In MySQL, don’t use “utf8”, use “utf8mb4” (2016)

[+] chrismorgan|7 years ago|reply

Possibly my favourite thing about the rise of emoji is that they’re not Basic Multilingual Plane, and so stupid hacks like MySQL’s utf8 character set (I seriously don’t know why anyone ever thought it was a good idea in 2002–2004) are now obviously insufficient for full Unicode support, and enough people care about them that adoption of this basic level of Unicode is driven, and so non-English speakers are inadvertently helped.

The next hurdle is to convince people that extended grapheme clusters are the smallest divisible unit, and that just like slicing at the byte level is insufficient if you’re doing UTF-8, slicing at the code point level is insufficient. Basically, strings should just be treated as opaque data in almost all places.

[+] chrismorgan|7 years ago|reply

While I’m contemplating why people might have thought utf8mb3 was wise in 2004, I’ll ask a similar question that I’d love to know the answer to, of events from my early childhood: why did UTF-16 gain popularity? I get UCS-2 existing, but once it became evident it wasn’t enough, why make UTF-16 and ruin Unicode with surrogate pairs (which still cause trouble today, leading to things like WTF-8 to make it possible for web browsers to abandon their UTF-16/UCS-2 mess in favour of almost-UTF-8)? UTF-8 was around by early 1993, while UTF-16 was developed several years later and seems fairly obviously the worst of both worlds—twice as large for normal text, ASCII-incompatible, and not even a fixed-width encoding, the only thing it almost had over UTF-8. The only thing it had going for it was that it was roughly compatible with UCS-2; but was UCS-2 that popular at the time?
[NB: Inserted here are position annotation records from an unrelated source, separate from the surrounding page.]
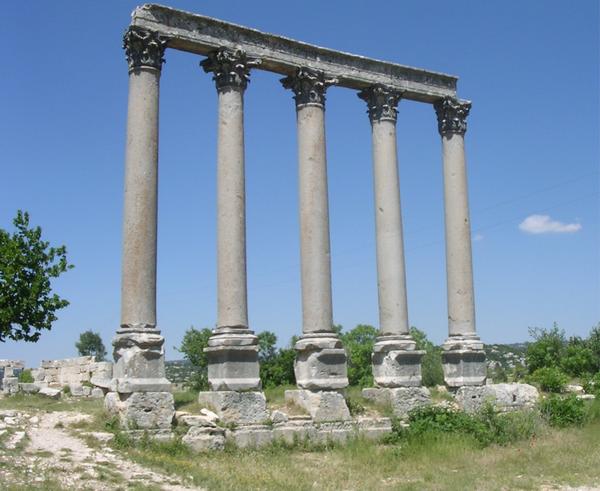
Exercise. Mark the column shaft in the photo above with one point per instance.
(314, 221)
(138, 282)
(231, 209)
(393, 308)
(461, 306)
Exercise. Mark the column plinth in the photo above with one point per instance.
(140, 392)
(321, 359)
(396, 361)
(233, 348)
(463, 354)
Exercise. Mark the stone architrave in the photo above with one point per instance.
(140, 392)
(396, 361)
(233, 348)
(463, 354)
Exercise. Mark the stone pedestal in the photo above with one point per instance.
(233, 360)
(236, 407)
(401, 399)
(320, 362)
(463, 360)
(396, 362)
(321, 405)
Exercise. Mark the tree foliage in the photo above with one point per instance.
(192, 347)
(90, 344)
(27, 265)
(Concerning UCS-2, hindsight says it should have been obvious 65,536 code points was going to be insufficient, but I’ll overlook that as an easy mistake to make; that part is better documented than the rise of UTF-16.)

Possibly the most helpful description I have is from https://en.wikipedia.org/wiki/UTF-16#History, but even that doesn’t explain why it became popular. Why did Java adopt it, Windows, browsers, &c.? Why?

[+] philbarr|7 years ago|reply

> not Basic Multilingual Plane, and so stupid hacks like the utf8 character set (I seriously don’t know why anyone ever thought it was a good idea in 2004) are now obviously insufficient for full Unicode support

From [0]:

UTF-8 was designed with a much larger limit of 231 (2,147,483,648) code points (32,768 planes), and can encode 221 (2,097,152) code points (32 planes) even if limited to 4 bytes

What is wrong with UTF-8?

[0]: https://en.wikipedia.org/wiki/Plane_(Unicode)#Basic_Multilin...

[+] paidleaf|7 years ago|reply

> and so stupid hacks like MySQL’s utf8 character set (I seriously don’t know why anyone ever thought it was a good idea in 2002–2004) are now obviously insufficient for full Unicode support

If I had to guess, they did it for space and performance reasons so that their benchmark results are a tiny bit better than other RDBMs. They must've figured that their limited utf8 encoding was enough. And they reasoned the immediate benefits on benchmark tests outweighed future considerations.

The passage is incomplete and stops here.